Monumento a Domingos Martins

O Instituto Histórico e Geográfico se desloca de sua sede para o auditório de A Gazeta para comemorar com mais solenidade os 80 anos de fundação. Foi no dia 12 de junho de 1916 que um grupo de intelectuais, entre os mais ilustres da época, movido pelo mais puro idealismo, fundou o Instituto Histórico e Geográfico do Espírito Santo, tomando com seu patrono, o herói Domingos José Martins.

A humanidade cultua os heróis e os santos; os santos e os heróis, conservada a diferença dos planos em que se colocam, se identificam – neles prevalece a tendência para o bem, sabido que a natureza humana traz em si duas potencialidades – a potencialidade para o bem e a potencialidade para o mal. A potencialidade para o bem podemos definir como virtude, essência divina que se desenvolve em uns para os valores espirituais propriamente ditos e em outros para os valores cívicos, os quais, em ambos os casos, elevam o homem e o distinguem dos demais.

Domingos José Martins teria passado pela vida sem certidão, como passam multidões de anônimos, se não houvesse brilhado em sua fronte a auréola do autêntico herói e mártir e o Instituto não seria patrono tão eminente.

Ele não foi, portanto, um simples herói como, por vezes, acontece com os heróis de circunstância. O herói pode sobreviver aos acontecimentos, o mártir, entretanto, é aquele que leva à última consequência o seu ideal.

A palavra ideal não poderia aplicar-se melhor, porque ela nos dá exatamente a noção de algo que se põe acima das ambições pequenas, acima dos interesses imediatos. O ideal é algo sagrado, que brota no recôndito de nosso ser e se desenvolve na medida em que recebe o calor, a força do sentido de justiça, que o anima. E aqui me parece ter conseguido a moldura em que buscarei enquadrar o nosso homenageado - o ideal de justiça que o impelia, que alimentava os seus anseios e o inquietava.

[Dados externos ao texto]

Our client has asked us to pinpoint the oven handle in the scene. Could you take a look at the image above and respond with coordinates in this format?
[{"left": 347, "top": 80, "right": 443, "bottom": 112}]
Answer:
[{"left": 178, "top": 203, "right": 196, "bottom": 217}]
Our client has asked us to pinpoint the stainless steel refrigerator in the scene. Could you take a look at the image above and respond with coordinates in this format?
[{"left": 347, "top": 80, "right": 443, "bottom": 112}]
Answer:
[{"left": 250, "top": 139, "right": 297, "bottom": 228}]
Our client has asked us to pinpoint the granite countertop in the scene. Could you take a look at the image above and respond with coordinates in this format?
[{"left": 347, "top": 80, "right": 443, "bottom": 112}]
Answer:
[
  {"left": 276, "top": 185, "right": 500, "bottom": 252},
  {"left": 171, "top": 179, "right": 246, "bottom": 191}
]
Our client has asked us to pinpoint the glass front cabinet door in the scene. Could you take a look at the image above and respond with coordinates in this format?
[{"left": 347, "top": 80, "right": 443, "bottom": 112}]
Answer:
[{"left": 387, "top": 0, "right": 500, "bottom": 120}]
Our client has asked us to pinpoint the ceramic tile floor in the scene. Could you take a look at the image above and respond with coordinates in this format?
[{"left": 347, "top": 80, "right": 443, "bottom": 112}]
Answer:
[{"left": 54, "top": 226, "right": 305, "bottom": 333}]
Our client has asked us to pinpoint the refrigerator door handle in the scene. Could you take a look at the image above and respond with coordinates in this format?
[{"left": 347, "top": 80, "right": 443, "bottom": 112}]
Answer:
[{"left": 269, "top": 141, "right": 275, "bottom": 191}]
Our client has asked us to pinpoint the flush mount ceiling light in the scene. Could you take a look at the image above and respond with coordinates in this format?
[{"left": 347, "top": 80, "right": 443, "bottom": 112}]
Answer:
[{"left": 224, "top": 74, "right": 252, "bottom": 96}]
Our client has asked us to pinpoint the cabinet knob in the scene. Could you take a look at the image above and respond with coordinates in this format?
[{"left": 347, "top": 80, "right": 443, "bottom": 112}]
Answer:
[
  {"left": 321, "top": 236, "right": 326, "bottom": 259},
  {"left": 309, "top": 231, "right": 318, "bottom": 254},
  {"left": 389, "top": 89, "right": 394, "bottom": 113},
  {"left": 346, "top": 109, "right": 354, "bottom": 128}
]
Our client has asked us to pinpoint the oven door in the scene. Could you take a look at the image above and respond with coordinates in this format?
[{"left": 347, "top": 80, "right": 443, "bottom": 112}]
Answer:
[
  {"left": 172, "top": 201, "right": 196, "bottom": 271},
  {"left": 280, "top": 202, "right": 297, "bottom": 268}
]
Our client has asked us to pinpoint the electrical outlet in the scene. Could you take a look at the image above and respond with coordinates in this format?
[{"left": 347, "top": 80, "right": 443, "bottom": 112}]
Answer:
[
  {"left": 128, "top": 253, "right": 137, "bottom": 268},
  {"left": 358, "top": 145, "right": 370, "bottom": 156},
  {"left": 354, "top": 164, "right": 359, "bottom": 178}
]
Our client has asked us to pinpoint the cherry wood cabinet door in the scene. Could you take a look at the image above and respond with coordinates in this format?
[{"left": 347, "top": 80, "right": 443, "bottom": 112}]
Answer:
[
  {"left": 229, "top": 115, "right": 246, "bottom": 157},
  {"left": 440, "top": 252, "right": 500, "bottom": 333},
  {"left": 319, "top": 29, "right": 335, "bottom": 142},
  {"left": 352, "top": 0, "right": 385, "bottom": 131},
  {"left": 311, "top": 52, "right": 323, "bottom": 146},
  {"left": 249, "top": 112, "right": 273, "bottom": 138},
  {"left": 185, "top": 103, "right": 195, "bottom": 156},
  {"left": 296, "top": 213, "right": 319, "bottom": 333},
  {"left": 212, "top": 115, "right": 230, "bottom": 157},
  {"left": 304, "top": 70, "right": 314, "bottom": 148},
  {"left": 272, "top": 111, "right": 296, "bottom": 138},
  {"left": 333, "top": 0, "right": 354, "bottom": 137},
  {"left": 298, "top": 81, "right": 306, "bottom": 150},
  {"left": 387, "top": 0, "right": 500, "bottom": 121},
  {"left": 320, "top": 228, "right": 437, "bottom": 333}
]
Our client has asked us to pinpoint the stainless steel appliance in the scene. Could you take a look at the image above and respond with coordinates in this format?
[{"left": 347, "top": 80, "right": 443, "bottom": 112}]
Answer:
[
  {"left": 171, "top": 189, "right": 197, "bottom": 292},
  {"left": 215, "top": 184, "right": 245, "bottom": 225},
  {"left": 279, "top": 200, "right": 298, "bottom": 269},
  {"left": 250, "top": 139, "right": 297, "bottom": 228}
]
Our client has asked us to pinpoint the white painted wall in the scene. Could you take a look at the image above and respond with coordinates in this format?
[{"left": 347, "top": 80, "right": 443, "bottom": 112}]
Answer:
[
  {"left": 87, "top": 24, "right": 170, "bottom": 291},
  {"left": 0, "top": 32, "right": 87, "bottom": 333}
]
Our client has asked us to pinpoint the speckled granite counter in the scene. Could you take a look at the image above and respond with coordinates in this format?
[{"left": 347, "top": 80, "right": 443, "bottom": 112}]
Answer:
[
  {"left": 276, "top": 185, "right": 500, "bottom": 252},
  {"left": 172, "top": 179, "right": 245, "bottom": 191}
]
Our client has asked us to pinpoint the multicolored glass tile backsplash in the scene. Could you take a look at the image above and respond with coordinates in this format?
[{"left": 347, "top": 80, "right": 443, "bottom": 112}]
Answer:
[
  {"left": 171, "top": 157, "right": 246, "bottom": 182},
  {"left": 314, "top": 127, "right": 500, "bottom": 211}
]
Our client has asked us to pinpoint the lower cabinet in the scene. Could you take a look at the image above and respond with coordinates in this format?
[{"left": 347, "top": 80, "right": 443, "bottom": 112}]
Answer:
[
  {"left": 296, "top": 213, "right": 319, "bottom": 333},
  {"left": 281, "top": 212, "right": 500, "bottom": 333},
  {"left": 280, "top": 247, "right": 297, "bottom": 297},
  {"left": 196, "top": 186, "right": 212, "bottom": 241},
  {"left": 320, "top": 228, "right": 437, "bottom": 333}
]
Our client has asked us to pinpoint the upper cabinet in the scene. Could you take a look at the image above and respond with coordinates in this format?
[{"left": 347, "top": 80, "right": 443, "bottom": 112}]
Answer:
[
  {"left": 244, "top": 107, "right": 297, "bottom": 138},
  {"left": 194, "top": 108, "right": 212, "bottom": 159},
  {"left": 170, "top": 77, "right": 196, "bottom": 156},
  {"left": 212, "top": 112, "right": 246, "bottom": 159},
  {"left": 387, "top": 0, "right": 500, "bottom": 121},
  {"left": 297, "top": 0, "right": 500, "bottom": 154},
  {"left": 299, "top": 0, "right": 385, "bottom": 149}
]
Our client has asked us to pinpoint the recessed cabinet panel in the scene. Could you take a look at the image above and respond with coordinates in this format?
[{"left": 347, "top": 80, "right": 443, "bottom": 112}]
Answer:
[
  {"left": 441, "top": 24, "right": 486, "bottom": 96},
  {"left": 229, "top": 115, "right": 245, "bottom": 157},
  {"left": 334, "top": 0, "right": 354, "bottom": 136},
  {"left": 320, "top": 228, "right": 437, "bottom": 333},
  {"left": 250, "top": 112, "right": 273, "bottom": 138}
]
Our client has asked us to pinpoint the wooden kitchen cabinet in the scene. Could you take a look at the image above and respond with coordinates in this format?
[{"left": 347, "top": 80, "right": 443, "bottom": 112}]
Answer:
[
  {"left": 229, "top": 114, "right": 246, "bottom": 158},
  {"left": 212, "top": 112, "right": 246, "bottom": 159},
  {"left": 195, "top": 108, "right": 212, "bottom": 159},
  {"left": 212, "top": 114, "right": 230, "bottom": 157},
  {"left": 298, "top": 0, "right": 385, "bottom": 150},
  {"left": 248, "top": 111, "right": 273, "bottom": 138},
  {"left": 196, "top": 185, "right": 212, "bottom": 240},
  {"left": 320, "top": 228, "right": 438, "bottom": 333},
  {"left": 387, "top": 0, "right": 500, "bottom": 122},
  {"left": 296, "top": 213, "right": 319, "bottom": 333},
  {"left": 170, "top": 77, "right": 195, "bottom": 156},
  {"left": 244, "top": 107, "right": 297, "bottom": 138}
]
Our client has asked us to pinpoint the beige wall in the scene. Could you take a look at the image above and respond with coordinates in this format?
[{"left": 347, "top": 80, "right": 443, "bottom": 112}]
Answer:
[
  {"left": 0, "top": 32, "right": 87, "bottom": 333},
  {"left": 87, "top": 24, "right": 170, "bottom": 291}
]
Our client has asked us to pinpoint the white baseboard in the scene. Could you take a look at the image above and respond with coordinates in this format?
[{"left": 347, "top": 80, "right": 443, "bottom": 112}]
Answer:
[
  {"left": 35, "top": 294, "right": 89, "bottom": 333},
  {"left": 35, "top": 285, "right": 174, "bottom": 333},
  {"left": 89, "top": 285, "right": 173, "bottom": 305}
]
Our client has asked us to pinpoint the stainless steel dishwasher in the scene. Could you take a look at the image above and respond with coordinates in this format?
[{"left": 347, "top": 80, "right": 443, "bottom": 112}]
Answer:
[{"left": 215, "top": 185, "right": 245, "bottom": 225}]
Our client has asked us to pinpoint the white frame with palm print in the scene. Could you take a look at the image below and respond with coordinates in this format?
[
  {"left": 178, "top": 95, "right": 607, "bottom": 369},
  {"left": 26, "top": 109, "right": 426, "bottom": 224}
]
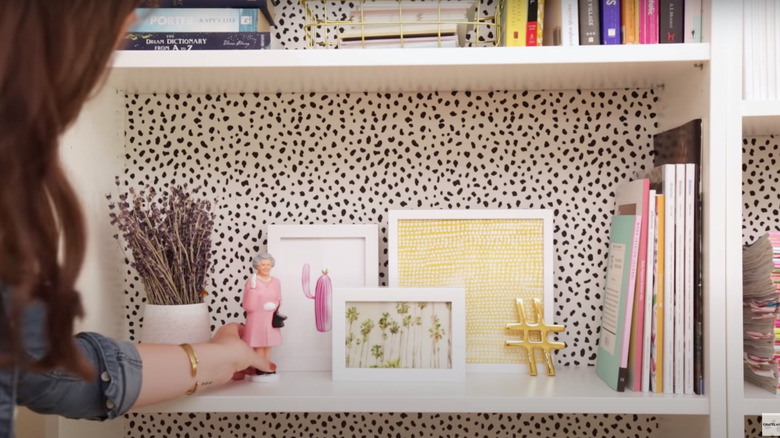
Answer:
[{"left": 332, "top": 287, "right": 466, "bottom": 382}]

Ele não foi um aventureiro; o aventureiro nada tem a perder. Ele, ao contrário, deixou tudo, as mais promissoras condições de um prosperidade, que logo cedo o envolveu; deixou-se levar e se empolgou pelo ideal, que o abrasava.

Ponho-me diante de sua história e vejo não a comum figura humana; nele vejo o homem e vejo Deus, abrindo o caminho da história, pois esta só é mestra da vida, quando traz em seu curso as pegadas de Deus. E qual é a pegada de Deus neste lance em que é protagonista Domingos José Martins?

A liberdade.

O homem nunca entendeu suficientemente bem a transcedentalidade do dom da liberdade; o homem não avalia a sua responsabilidade por ser livre - a liberdade de agir, de pensar; a liberdade de consciência, esse indevassável foro íntimo, onde Deus, somente Deus é testemunha. Eu digo testemunha e não digo juiz, porque entendo que cada um de nós será juiz de si mesmo, tal a majestade de Deus.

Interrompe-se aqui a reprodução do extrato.